По ощущениям это было очень давно, можно даже сказать, в какой-то другой жизни. «И в какой именно жизни, — прибавила она, — этого я точно сказать не могу! Потому что я за себя не ручаюсь… И не ручаюсь, пожалуй, уже ни в чем! Особенно в том, кто же я есть на самом деле?!»
Она взяла в руки верхний альбом и машинально открыла его: мамины и папины свадебные карточки, чуть выцветшие от времени, но такие полные жизни! Бабушка и дедушка — папины родители… и еще бабушка и дедушка, уже мамины, оба рано умершие… Отчего?
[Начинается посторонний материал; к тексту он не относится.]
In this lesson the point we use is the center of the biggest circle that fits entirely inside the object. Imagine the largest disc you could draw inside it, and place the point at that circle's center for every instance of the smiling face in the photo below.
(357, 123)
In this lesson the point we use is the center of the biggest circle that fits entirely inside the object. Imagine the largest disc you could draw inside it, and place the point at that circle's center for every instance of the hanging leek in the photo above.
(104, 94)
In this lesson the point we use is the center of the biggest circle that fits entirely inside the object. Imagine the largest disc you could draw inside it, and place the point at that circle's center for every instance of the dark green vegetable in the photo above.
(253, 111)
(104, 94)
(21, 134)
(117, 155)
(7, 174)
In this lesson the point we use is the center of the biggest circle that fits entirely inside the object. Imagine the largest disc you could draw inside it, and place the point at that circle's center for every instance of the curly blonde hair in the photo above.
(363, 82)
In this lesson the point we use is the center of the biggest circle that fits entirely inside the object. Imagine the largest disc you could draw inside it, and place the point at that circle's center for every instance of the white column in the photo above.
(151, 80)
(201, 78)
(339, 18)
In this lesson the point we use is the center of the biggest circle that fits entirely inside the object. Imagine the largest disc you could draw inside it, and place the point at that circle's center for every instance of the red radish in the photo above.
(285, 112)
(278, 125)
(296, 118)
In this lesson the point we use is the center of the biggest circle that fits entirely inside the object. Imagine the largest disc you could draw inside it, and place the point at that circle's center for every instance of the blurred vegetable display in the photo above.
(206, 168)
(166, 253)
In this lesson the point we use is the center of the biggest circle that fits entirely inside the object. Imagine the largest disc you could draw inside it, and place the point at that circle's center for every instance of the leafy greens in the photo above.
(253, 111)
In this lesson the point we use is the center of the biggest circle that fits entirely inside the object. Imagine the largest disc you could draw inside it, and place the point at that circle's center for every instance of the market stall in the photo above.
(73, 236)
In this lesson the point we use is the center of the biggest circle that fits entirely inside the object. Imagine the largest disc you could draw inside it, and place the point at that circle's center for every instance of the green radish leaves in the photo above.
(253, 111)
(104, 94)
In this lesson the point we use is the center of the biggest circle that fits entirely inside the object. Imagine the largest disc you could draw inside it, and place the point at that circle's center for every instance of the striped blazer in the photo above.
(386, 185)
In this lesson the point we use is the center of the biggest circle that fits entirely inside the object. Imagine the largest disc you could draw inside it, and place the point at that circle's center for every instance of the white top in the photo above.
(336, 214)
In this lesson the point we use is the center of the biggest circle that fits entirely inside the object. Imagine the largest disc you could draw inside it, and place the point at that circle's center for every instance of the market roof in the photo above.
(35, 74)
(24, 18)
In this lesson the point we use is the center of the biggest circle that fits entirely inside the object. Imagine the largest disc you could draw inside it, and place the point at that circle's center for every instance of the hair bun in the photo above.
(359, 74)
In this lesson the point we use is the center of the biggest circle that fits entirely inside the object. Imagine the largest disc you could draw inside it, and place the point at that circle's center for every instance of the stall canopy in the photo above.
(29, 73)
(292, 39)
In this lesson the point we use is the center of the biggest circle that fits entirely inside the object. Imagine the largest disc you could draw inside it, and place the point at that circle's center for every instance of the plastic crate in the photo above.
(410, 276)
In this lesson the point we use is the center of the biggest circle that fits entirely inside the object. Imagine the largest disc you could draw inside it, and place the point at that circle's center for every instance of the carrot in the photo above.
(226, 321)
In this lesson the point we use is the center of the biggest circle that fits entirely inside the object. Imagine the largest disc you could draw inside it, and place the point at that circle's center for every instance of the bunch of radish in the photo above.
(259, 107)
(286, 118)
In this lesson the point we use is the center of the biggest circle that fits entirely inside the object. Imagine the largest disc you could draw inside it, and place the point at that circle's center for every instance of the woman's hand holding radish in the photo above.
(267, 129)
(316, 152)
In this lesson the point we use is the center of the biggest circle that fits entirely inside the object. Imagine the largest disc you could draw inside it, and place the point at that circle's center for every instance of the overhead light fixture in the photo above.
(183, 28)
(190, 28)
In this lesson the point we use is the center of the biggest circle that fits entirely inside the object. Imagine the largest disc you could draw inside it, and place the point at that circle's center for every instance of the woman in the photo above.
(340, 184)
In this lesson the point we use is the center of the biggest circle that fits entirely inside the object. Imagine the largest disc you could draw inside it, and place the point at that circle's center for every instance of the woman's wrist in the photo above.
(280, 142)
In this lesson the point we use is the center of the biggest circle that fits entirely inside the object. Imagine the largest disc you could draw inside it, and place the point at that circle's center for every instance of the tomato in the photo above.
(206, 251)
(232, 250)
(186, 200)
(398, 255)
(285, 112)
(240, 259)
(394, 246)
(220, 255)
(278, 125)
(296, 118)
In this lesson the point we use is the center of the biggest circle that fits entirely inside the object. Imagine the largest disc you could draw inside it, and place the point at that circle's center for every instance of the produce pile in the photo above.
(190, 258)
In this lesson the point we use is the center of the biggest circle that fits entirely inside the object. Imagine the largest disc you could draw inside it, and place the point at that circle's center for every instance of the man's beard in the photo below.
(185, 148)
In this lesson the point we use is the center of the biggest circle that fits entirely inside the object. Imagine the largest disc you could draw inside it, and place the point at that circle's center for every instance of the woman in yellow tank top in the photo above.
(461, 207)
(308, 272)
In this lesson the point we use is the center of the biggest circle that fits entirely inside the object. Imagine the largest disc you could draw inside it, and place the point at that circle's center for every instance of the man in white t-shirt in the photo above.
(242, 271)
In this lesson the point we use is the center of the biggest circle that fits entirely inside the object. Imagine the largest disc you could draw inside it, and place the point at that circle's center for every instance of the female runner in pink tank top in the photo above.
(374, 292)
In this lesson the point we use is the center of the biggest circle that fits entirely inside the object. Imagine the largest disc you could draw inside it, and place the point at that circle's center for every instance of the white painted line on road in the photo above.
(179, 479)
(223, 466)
Она уже и не помнит… Огромные куски жизни… Почему она не расспросила обо всем, когда это еще можно было сделать? А теперь поздно даже сожалеть, она никогда не узнает того, что раньше казалось неинтересным и ненужным и только в последние дни внезапно обрело весомость и значимость. Когда она поняла, что может лишиться и собственной жизни… огромного ее куска, о котором тоже никто и никогда не узнает!
И снова: фотографии, фотографии… какие-то чужие люди, то ли мамины, то ли папины друзья. Свадьбы, посиделки, дни рождения, вылазки на природу… море, лес, чужой город, чья-то дача… Зима-лето-осень-весна… все вперемешку. И лица, лица, лица… И не у кого узнать и спросить: кто все эти люди? И что они делают здесь, в этой квартире, где теперь тоже все так нелепо перемешалось?
Вот он, принадлежащий когда-то им двоим, с двумя наивными розовыми сердечками на обложке, соединенными в одно целое и зачем-то украшенными еще и цветочками, и листиками, и голубками, — это их детский… И, кажется, теперь она понимает, отчего папе пришла в голову идея подарить им двоим по медальону сердечками. И альбом этот, розовый, пошловато-наивный, наверняка он выбирал. Папа был гораздо сентиментальнее мамы — черта, которую мужчины обычно стараются спрятать. Что ж, он не прятал. Он действительно был очень добрым! И так гордился тем, что у него целых две красавицы-дочери!
Она раскрыла альбом — и сразу сдавленно вскрикнула; потом быстро перелистала страницы. Так и есть, начиная с самой первой фотографии все, что находилось внутри, было изуродовано. Но не просто изуродовано, а искалечено со смыслом: во всех случаях одна из девочек была отрезана от другой. Символично отделена. Но этим не ограничились: глаза второй, противоположной девочки, были выколоты чем-то острым! Шилом? Шариковой ручкой? Ножом? Ножницами?! Теми самыми, которыми мама располосовала пальто прежней сиделки?! И кто, кто это сделал?! Неужели тоже… мама?!